The image above provides a quick view into what type of technique we are developing to improve the
explainability and interpretability of our end-to-end system.
Interpretable outputs, such as bounding boxes around pedestrians and traffic signs or segmented
lanes help us understand how well the (latent) perception block is performing. Similarly, feasible
ego-vehicle trajectories and driving plans provide clarity on (latent) prediction and planning.
To increase the explainability of the system, we are instead exploring the extent to which post-hoc
explanations in the form of textual feedback, for example "pedestrian ahead, slowing down", can be
successfully used to justify the rationale behind decisions made in increasingly complex driving
scenarios.
Redundancy
Redundancy is instrumental in building a safe and robust autonomous driving stack, ensuring there
are no single points of failure that could compromise safety or lead to an accident. This is
especially true in the complex scenarios our trucks are expected to navigate where they will be
exposed to many weather conditions, vibrations, dirt and more. Redundancy is just as important when
designing the software and machine learning components.
Both (latent) perception and planning blocks of our end-to-end stack have redundant layers in place
to ensure robustness throughout the entire system, and the interpretable outputs our end-to-end
system generates are validated against these redundancies. As the (latent) perception block
addresses multiple tasks at once, its redundant counterpart is built on the layering of two
different subsystems, one to enable proactive behaviors, such as adaptive cruise control, and
another to implement emergency maneuvers – a low-level, low-latency component that serves as a
safety mechanism in case of emergency scenarios involving other actors on the road or system
degradations, such as failing sensors.
The redundancy for the (latent) planning block is built on layering an ML-based planner and a
state-of-the-art algorithmic planner. These produce multiple feasible paths that are compared
against one another, and the best one is run through trajectory validation before the actuation
step.
Challenges
Designing a safe, explainable end-to-end autonomous driving stack is an extremely complex undertaking. The standards we hold ourselves to require our autonomous trucks to be capable of safely handling a wide variety of driving conditions, from probable scenarios to unlikely and potentially hazardous ones. Through simulation and fleet-scale data collection long tail distribution of events. However, diagnosing potential model issues and determining the reason for undesired behavior is not trivial.
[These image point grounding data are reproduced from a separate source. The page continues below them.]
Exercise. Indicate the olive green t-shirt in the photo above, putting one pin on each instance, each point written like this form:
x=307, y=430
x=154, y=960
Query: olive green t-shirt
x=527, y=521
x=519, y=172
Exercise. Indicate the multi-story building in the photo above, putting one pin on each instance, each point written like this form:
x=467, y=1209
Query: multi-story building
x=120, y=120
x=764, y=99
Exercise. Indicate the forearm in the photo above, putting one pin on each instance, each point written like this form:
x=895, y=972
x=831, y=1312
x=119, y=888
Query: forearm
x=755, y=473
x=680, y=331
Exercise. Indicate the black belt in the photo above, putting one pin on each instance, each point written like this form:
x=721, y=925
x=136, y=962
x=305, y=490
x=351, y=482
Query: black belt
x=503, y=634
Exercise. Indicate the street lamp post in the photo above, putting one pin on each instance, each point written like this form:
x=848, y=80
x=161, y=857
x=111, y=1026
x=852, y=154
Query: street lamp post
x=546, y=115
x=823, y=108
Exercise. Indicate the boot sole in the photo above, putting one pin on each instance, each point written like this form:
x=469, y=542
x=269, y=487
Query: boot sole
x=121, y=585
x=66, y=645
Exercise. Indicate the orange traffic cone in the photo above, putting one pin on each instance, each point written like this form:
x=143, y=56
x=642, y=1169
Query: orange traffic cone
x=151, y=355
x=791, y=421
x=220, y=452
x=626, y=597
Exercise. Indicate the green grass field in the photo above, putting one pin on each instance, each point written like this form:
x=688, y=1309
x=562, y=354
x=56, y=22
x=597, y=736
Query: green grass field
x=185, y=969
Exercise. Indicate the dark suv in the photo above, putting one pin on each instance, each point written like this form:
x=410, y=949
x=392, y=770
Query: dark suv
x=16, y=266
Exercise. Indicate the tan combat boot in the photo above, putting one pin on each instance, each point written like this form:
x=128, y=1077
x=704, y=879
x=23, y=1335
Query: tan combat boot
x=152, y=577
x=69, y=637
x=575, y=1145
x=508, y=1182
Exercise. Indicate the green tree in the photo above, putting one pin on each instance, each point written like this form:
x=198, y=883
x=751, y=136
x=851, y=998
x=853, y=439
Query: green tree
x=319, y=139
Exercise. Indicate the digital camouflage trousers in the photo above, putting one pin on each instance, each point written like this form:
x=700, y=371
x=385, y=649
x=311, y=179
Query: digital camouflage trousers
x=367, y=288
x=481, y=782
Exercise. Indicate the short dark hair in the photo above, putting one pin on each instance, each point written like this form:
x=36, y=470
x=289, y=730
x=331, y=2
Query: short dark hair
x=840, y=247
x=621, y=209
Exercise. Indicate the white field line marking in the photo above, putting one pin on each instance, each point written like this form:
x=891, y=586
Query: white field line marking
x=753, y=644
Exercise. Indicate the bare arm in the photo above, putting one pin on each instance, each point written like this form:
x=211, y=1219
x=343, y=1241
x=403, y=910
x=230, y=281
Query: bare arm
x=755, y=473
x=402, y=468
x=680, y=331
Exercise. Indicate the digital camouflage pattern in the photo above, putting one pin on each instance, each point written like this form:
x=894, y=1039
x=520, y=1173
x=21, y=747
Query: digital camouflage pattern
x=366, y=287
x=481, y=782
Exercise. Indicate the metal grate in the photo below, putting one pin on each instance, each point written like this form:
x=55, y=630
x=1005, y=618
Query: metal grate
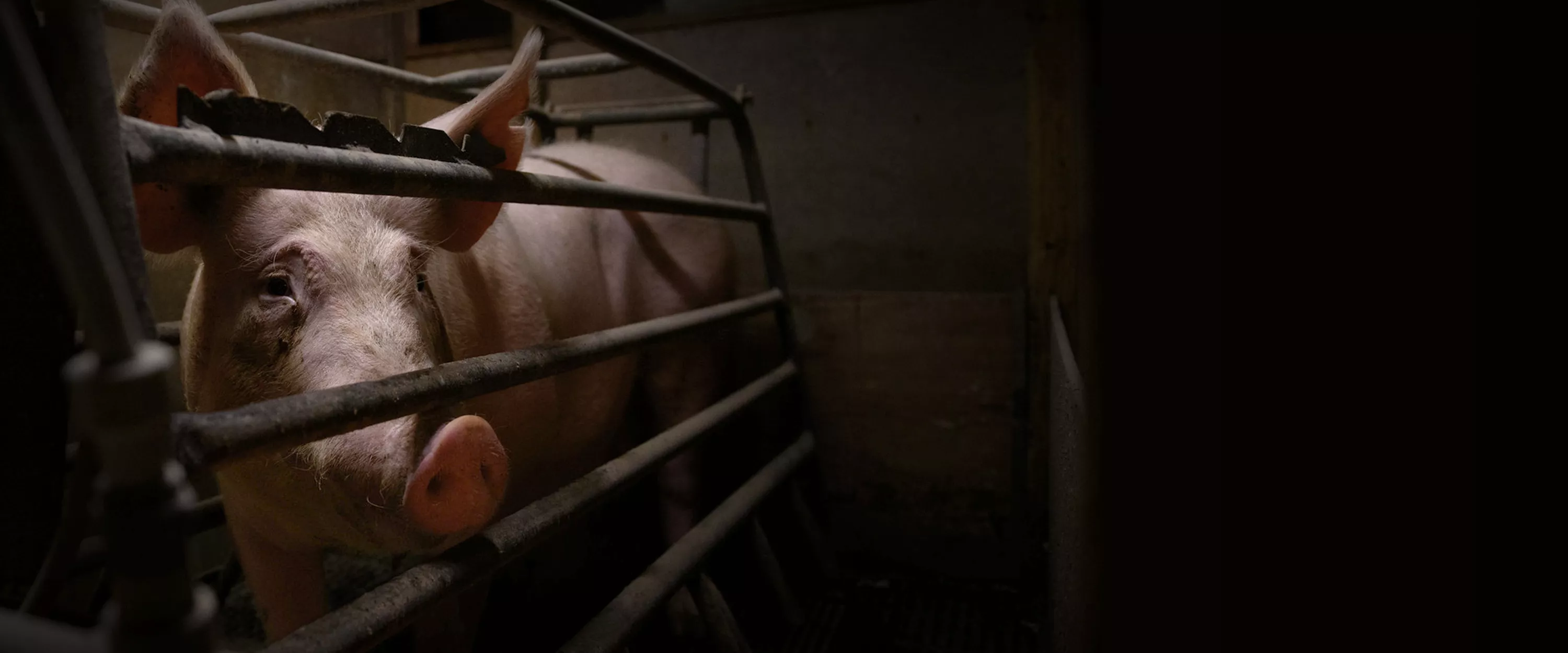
x=918, y=617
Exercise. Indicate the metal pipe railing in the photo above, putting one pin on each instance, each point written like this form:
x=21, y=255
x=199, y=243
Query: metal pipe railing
x=167, y=154
x=59, y=196
x=281, y=13
x=394, y=605
x=596, y=33
x=206, y=439
x=620, y=619
x=653, y=112
x=457, y=87
x=548, y=69
x=181, y=156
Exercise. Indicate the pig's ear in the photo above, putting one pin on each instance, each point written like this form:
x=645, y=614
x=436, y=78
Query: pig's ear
x=463, y=221
x=184, y=49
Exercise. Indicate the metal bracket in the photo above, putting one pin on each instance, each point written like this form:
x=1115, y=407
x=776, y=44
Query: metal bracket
x=228, y=113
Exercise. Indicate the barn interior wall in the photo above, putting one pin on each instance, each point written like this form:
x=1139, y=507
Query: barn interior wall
x=894, y=148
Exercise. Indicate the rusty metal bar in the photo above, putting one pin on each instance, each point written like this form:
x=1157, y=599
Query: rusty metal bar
x=1071, y=500
x=596, y=33
x=59, y=195
x=394, y=605
x=204, y=439
x=181, y=156
x=654, y=112
x=612, y=627
x=204, y=516
x=559, y=68
x=457, y=87
x=120, y=393
x=280, y=13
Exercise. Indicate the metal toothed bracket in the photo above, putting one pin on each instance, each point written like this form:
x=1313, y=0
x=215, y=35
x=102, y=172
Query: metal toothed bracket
x=228, y=113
The power of end-to-end approaches, namely their ability to learn highly non-linear mappings from raw sensor data directly to actions, also reduces their inherent explainability. While there are many ways to extend end-to-end models for greater explainability, each comes with its own pros and cons. For example, some methods only provide post-hoc explanations which, while useful for diagnosing why certain actions were taken, don't directly prevent undesired behavior. Other methods might offer more direct feedback, but proving the alignment between these explanations and the model's actual reasoning can be challenging. By adopting multiple methods and continually evaluating new methods to increase explainability, we leverage the strengths of each and gain a more complete understanding.
Another challenge is how to decide the correct, and safest, course of action if a failure of the end-to-end model is detected. Our built-in redundancy plays a major role here, allowing our trucks to act safely in case of system degradations or failures.
Looking ahead
Safety and explainability are core design principles of our next-generation driving stack. Our vision is ambitious — a high-performance autonomous truck operating safely across diverse operational environments, from industrial to urban — and our explainable end-to-end autonomous driving stack is the key enabler of this future.